In the present study, we only conducted questionnaires up to EOT; therefore, we were unable to evaluate the long-term HRQOL of the subjects. Future studies should evaluate the HRQOL one to two years after EOT.

Several limitations associated with the present study warrant mention. The subjects enrolled were elderly, with an average age of 70 years; therefore, wearing a physical activity meter for 2 weeks may have been stressful for them. Since the device was not waterproof, we asked subjects to remove it when bathing, swimming, or performing tasks that might cause the device to become wet. Therefore, it is possible that the activity levels for the subjects were underreported. Finally, as previously indicated we did not examine the HRQOL after the completion of treatment; therefore, we are unable to report the long-term HRQOL for DAA treatment for HCV.
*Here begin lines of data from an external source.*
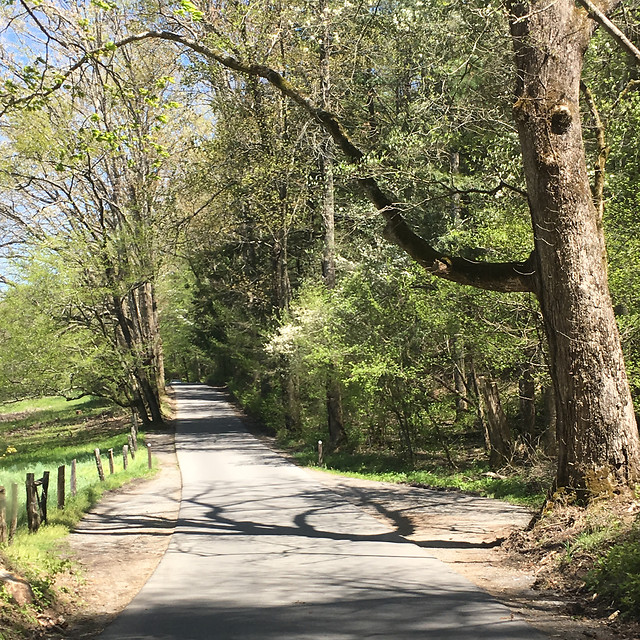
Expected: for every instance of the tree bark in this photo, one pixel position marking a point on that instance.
(549, 439)
(567, 270)
(596, 422)
(335, 423)
(499, 434)
(459, 375)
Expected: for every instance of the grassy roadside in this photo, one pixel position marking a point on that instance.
(590, 553)
(523, 486)
(42, 435)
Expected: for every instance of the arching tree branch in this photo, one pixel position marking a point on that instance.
(504, 276)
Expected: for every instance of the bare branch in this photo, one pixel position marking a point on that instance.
(601, 18)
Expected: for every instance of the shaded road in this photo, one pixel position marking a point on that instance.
(264, 552)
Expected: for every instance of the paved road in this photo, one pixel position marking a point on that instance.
(264, 552)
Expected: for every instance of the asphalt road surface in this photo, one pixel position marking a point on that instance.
(264, 552)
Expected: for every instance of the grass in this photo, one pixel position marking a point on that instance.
(41, 435)
(522, 487)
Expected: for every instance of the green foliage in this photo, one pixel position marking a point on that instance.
(41, 435)
(616, 576)
(45, 434)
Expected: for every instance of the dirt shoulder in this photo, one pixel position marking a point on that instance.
(119, 544)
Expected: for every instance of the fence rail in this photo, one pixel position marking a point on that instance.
(38, 490)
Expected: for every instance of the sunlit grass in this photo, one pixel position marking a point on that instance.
(42, 435)
(474, 477)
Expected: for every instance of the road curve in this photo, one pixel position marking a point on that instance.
(263, 552)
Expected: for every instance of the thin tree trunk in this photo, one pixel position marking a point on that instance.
(550, 441)
(527, 402)
(499, 434)
(337, 433)
(459, 375)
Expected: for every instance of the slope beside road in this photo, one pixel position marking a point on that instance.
(262, 550)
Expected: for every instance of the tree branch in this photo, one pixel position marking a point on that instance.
(601, 18)
(505, 276)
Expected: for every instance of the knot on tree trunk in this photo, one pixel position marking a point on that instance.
(561, 119)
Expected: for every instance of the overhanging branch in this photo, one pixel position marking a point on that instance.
(504, 276)
(601, 18)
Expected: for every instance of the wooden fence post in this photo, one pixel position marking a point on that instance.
(72, 479)
(61, 486)
(3, 515)
(44, 496)
(13, 510)
(96, 453)
(33, 513)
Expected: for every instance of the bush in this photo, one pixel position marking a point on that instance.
(616, 576)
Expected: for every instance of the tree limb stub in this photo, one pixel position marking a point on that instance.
(504, 277)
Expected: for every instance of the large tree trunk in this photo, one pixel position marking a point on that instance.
(597, 431)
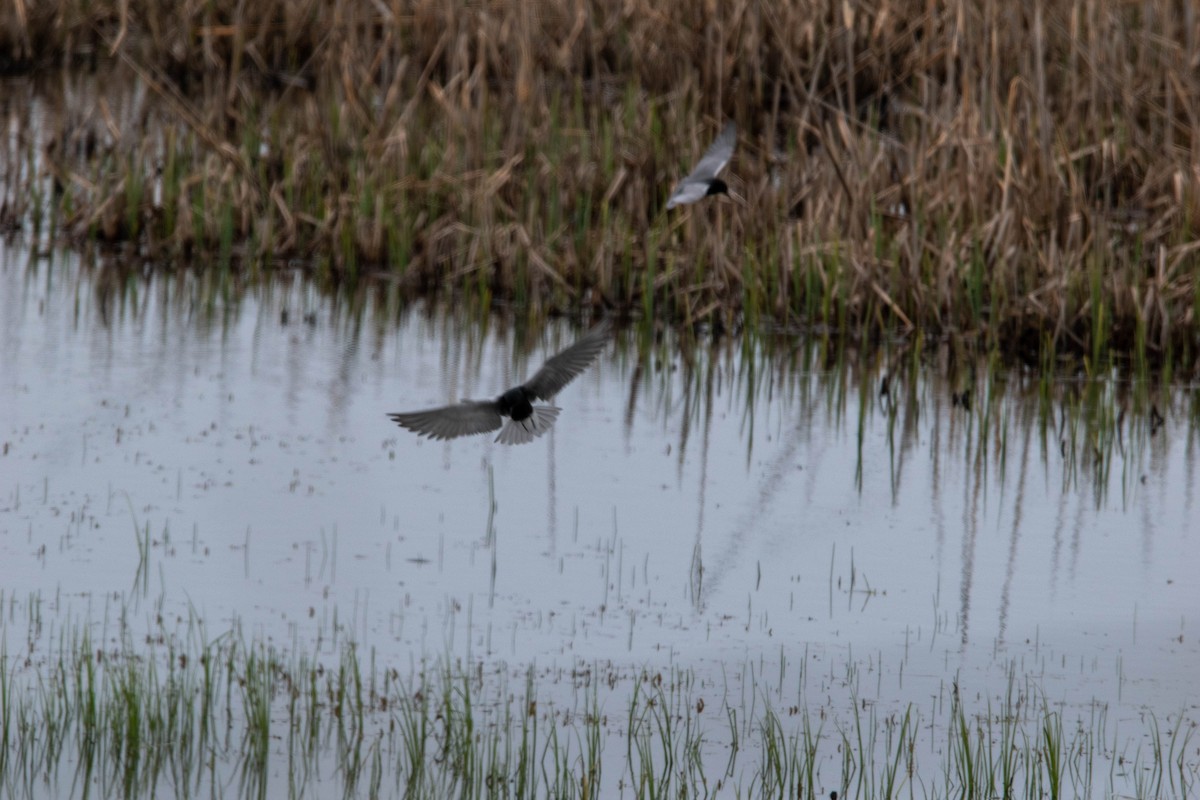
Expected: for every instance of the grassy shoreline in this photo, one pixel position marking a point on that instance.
(1025, 179)
(191, 716)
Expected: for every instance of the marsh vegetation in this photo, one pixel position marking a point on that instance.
(1024, 176)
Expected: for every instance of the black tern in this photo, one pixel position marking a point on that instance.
(703, 179)
(526, 420)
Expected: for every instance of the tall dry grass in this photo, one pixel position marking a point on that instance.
(1021, 174)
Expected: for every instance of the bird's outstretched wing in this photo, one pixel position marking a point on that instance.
(529, 428)
(718, 154)
(450, 421)
(564, 367)
(695, 186)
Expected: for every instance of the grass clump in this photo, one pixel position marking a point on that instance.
(1021, 174)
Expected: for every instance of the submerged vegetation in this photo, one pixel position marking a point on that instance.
(1024, 176)
(190, 716)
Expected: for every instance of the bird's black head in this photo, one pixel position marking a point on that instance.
(515, 403)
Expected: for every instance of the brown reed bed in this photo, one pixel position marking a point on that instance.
(1020, 175)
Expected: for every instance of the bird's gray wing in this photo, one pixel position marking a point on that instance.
(688, 192)
(525, 431)
(717, 156)
(562, 368)
(450, 421)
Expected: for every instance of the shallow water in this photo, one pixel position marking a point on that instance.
(747, 507)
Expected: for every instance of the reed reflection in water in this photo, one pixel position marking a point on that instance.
(706, 499)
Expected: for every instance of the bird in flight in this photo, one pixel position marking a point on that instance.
(703, 179)
(526, 420)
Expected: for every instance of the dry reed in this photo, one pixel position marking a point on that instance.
(1021, 174)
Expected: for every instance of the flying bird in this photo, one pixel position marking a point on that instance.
(703, 179)
(526, 420)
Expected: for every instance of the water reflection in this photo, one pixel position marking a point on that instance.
(705, 501)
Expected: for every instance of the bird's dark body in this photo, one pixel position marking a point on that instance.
(515, 403)
(528, 421)
(718, 187)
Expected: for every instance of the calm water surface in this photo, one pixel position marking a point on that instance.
(719, 510)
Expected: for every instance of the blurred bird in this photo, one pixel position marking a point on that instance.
(703, 179)
(526, 420)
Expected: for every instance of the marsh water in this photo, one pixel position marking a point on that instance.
(744, 509)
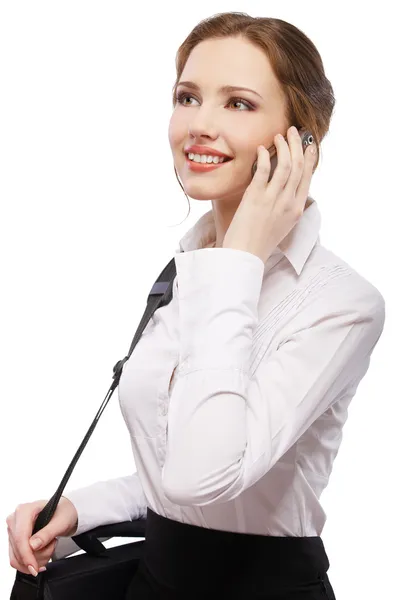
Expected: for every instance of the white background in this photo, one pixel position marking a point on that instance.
(91, 212)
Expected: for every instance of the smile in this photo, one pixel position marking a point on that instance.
(198, 167)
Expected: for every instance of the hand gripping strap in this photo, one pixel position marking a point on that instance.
(160, 295)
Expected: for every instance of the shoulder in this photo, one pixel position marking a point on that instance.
(340, 284)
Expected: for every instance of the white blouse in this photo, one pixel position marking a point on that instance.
(236, 394)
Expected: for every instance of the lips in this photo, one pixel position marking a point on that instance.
(225, 158)
(195, 149)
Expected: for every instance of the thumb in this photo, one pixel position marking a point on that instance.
(43, 538)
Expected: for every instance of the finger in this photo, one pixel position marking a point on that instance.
(261, 175)
(43, 556)
(302, 191)
(22, 533)
(14, 562)
(283, 168)
(297, 161)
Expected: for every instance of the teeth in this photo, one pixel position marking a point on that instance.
(204, 158)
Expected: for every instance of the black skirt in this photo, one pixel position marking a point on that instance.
(186, 561)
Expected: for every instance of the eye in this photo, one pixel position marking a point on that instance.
(183, 95)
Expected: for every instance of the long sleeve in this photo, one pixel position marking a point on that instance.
(105, 502)
(226, 428)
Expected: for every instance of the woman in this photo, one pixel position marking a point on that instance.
(236, 395)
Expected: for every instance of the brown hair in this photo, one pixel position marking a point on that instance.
(294, 59)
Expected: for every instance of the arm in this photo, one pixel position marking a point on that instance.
(104, 502)
(227, 429)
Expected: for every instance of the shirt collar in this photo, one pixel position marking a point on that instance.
(296, 246)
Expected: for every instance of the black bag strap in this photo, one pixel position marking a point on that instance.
(160, 295)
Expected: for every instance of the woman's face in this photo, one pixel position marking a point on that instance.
(233, 122)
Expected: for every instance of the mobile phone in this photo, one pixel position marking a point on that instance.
(307, 139)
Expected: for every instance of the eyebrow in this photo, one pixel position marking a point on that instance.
(223, 89)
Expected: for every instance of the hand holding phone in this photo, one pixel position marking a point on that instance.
(268, 211)
(307, 139)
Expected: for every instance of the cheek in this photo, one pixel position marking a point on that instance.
(177, 131)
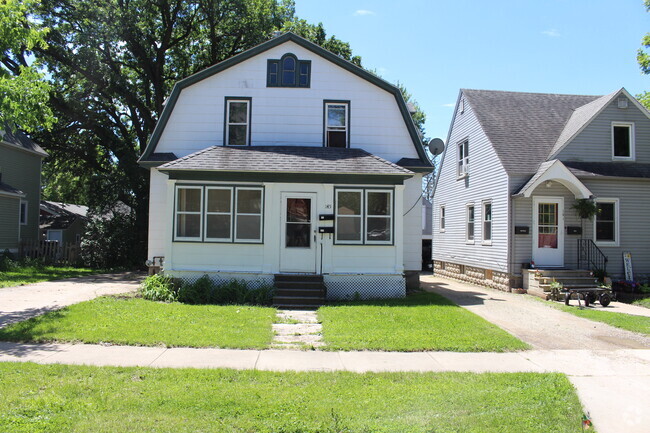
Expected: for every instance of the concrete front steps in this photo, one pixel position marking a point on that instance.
(298, 291)
(539, 280)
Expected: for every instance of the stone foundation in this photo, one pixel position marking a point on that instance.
(474, 275)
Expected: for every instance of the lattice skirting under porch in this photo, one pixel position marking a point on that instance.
(472, 274)
(367, 286)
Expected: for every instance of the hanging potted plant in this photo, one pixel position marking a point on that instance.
(586, 209)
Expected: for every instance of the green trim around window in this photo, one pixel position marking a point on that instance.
(249, 101)
(349, 109)
(272, 43)
(364, 216)
(204, 188)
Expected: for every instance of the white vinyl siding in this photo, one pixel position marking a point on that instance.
(287, 116)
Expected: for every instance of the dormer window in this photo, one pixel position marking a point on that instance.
(623, 140)
(288, 72)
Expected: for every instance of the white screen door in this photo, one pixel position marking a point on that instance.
(548, 231)
(297, 237)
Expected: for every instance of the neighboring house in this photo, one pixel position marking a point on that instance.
(63, 222)
(427, 227)
(286, 159)
(20, 187)
(513, 167)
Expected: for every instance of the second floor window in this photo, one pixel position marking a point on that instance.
(463, 158)
(623, 140)
(237, 127)
(288, 72)
(336, 124)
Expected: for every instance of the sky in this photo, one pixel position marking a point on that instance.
(437, 47)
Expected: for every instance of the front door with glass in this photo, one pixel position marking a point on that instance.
(297, 237)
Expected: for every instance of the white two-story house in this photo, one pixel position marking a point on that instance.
(287, 159)
(513, 168)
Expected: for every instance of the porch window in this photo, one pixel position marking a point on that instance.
(364, 216)
(470, 224)
(336, 124)
(487, 222)
(189, 210)
(623, 141)
(606, 222)
(248, 215)
(348, 216)
(237, 127)
(379, 219)
(23, 212)
(463, 159)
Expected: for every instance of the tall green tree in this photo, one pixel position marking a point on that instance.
(643, 57)
(24, 92)
(107, 67)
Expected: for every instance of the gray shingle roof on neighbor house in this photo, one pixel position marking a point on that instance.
(12, 135)
(523, 127)
(583, 169)
(293, 159)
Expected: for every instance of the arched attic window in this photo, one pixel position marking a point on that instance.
(288, 72)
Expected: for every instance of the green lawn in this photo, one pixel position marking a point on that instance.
(642, 302)
(63, 398)
(424, 321)
(134, 321)
(628, 322)
(28, 275)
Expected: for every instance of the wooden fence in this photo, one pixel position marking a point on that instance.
(50, 251)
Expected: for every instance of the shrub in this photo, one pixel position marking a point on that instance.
(206, 291)
(159, 288)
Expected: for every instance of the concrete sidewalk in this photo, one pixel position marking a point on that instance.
(612, 385)
(22, 302)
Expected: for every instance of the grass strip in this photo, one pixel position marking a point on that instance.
(53, 398)
(134, 321)
(419, 322)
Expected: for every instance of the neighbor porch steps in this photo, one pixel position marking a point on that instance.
(539, 280)
(298, 291)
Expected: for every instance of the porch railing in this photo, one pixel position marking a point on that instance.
(590, 256)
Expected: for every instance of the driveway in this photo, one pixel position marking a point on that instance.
(613, 389)
(22, 302)
(535, 322)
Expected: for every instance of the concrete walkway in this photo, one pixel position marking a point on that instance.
(22, 302)
(536, 322)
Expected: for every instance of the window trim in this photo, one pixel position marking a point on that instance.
(206, 213)
(226, 130)
(485, 241)
(204, 188)
(326, 103)
(630, 126)
(469, 241)
(390, 216)
(280, 65)
(236, 213)
(364, 215)
(617, 224)
(200, 213)
(23, 221)
(465, 159)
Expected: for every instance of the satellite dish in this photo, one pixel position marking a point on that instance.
(436, 146)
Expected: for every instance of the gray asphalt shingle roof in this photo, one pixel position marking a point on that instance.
(523, 127)
(295, 159)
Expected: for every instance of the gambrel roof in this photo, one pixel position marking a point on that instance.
(147, 159)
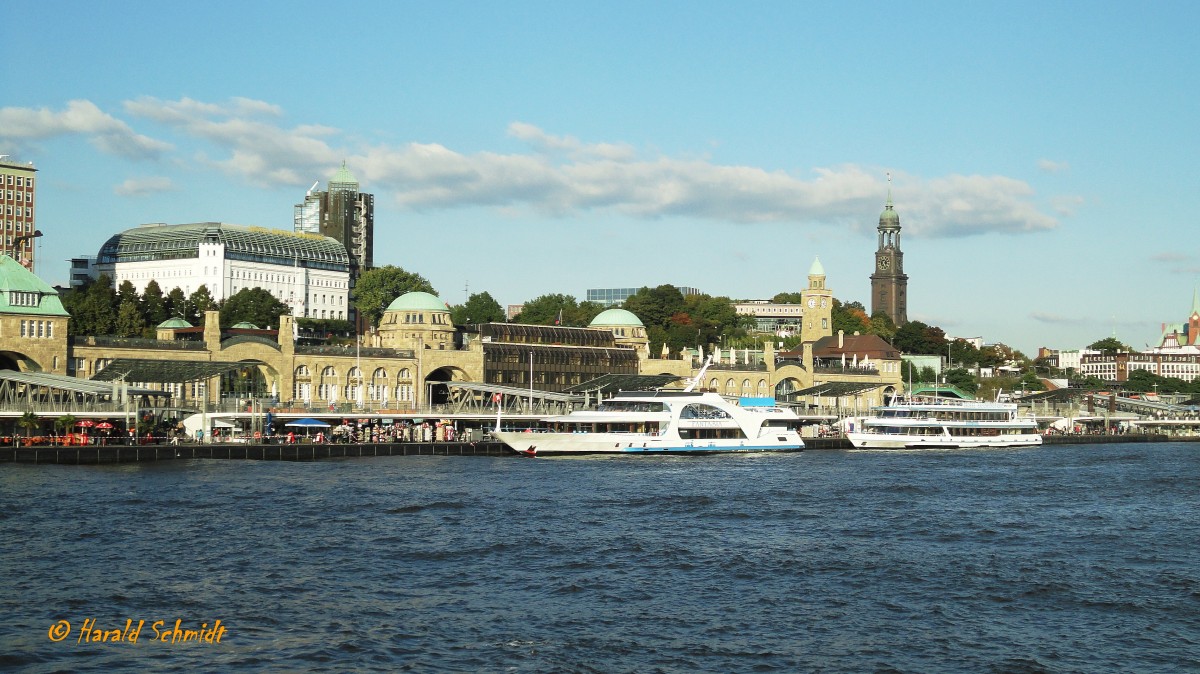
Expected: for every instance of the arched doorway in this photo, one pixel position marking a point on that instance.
(436, 390)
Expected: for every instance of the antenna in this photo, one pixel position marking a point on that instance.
(700, 375)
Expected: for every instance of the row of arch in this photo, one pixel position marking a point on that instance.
(333, 387)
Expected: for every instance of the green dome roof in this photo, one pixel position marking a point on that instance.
(16, 278)
(816, 269)
(889, 217)
(616, 317)
(174, 323)
(418, 301)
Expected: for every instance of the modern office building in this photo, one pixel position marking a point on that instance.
(345, 214)
(306, 271)
(610, 296)
(18, 208)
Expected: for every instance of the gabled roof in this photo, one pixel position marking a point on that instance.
(870, 345)
(17, 287)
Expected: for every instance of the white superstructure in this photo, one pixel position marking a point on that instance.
(664, 422)
(945, 423)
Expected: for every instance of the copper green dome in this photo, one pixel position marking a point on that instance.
(418, 301)
(23, 292)
(889, 217)
(609, 318)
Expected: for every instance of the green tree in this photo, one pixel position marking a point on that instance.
(545, 311)
(963, 379)
(91, 307)
(655, 306)
(849, 317)
(480, 307)
(964, 353)
(253, 305)
(129, 319)
(916, 337)
(378, 287)
(175, 304)
(198, 302)
(127, 293)
(882, 326)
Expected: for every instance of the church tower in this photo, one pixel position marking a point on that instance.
(817, 306)
(889, 284)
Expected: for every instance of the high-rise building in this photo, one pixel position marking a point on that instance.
(889, 284)
(17, 209)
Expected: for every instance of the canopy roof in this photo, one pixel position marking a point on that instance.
(835, 389)
(613, 383)
(163, 372)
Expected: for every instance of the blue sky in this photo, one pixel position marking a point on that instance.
(1043, 154)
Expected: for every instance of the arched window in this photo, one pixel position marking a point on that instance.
(328, 387)
(378, 390)
(354, 385)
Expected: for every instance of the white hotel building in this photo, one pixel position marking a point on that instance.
(306, 271)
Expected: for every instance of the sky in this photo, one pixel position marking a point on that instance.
(1042, 154)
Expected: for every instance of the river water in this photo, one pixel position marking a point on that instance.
(1056, 559)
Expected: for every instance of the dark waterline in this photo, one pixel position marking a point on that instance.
(1060, 559)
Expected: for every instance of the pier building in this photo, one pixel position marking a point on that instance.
(309, 272)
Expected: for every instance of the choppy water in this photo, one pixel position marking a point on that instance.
(1060, 559)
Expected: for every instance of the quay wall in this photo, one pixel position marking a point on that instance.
(95, 455)
(125, 453)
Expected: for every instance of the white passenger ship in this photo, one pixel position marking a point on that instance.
(945, 423)
(664, 422)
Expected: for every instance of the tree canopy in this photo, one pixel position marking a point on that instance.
(256, 306)
(378, 287)
(480, 307)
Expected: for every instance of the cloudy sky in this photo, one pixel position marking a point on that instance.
(1042, 154)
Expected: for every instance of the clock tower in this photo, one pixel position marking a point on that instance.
(817, 306)
(889, 284)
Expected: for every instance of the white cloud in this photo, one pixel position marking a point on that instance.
(106, 132)
(143, 186)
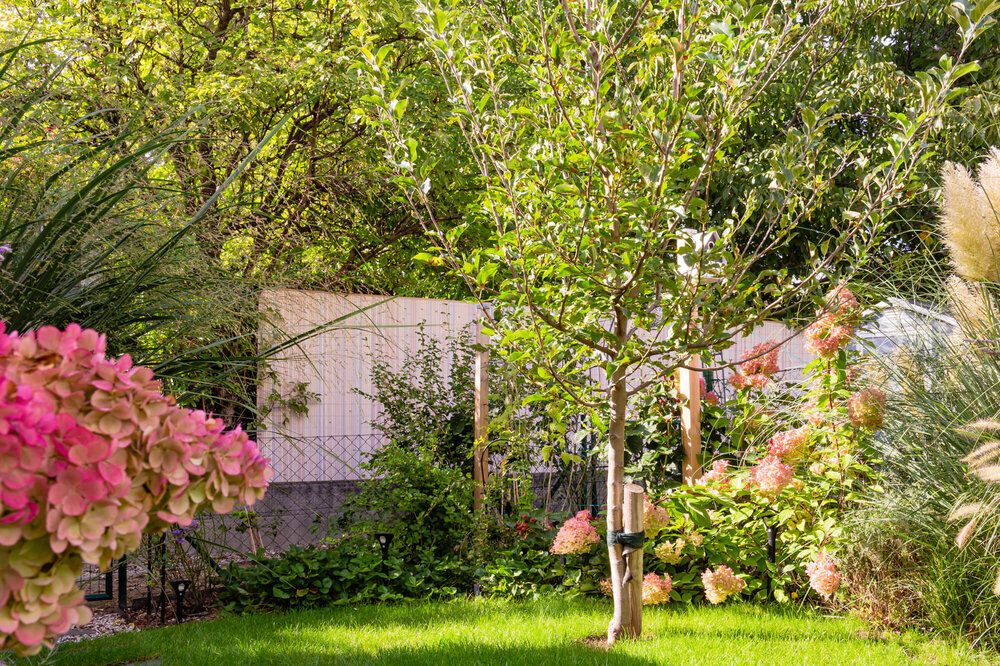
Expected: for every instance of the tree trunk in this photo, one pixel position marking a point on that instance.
(621, 622)
(634, 495)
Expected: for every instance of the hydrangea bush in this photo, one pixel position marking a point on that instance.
(93, 455)
(797, 460)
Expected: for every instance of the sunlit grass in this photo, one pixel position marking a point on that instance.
(494, 632)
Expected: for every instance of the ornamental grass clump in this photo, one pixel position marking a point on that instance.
(92, 455)
(577, 535)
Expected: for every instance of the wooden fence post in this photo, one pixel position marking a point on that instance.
(480, 465)
(634, 495)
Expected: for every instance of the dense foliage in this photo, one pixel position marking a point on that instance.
(94, 455)
(350, 572)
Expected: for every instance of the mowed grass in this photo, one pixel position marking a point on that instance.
(543, 633)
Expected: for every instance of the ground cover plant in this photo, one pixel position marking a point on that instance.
(495, 632)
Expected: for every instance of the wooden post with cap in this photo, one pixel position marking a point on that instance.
(689, 389)
(481, 415)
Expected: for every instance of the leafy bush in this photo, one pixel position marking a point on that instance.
(427, 506)
(798, 460)
(348, 572)
(424, 409)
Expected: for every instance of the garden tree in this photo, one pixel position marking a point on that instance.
(314, 208)
(597, 131)
(863, 66)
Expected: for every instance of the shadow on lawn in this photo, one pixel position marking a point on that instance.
(314, 637)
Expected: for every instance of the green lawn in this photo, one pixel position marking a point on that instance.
(542, 633)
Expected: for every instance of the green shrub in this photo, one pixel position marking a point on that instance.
(427, 506)
(349, 572)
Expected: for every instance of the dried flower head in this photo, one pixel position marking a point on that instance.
(721, 583)
(969, 219)
(577, 535)
(656, 589)
(823, 576)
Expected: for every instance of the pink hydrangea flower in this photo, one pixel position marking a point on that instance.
(866, 409)
(740, 381)
(790, 444)
(656, 589)
(577, 535)
(762, 359)
(92, 454)
(823, 576)
(721, 584)
(654, 518)
(770, 476)
(825, 337)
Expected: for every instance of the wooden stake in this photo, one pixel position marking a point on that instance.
(480, 463)
(689, 388)
(633, 523)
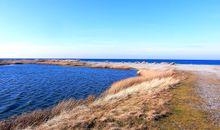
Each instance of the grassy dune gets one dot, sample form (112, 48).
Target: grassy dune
(153, 100)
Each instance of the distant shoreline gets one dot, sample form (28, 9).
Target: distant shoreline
(176, 61)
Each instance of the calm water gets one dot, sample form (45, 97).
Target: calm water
(27, 87)
(197, 62)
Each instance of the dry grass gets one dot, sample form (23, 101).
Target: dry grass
(145, 75)
(147, 86)
(134, 110)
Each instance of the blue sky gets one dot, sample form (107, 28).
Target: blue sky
(161, 29)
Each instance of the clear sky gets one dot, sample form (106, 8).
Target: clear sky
(170, 29)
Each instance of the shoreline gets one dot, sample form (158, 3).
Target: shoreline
(122, 91)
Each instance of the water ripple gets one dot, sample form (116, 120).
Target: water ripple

In the present study, we found that 24 weeks of oral DAA treatment, including DCV/ASV, did not decrease the HRQOL at 12 or 24 weeks after the treatment initiation. Further studies are needed to determine the HRQOL of patients receiving DAA treatment for HCV, including different drugs.

The authors state that they have no Conflict of Interest (COI).

Financial Supports

This work was supported by JSPS KAKENHI Grant Number 15K20703.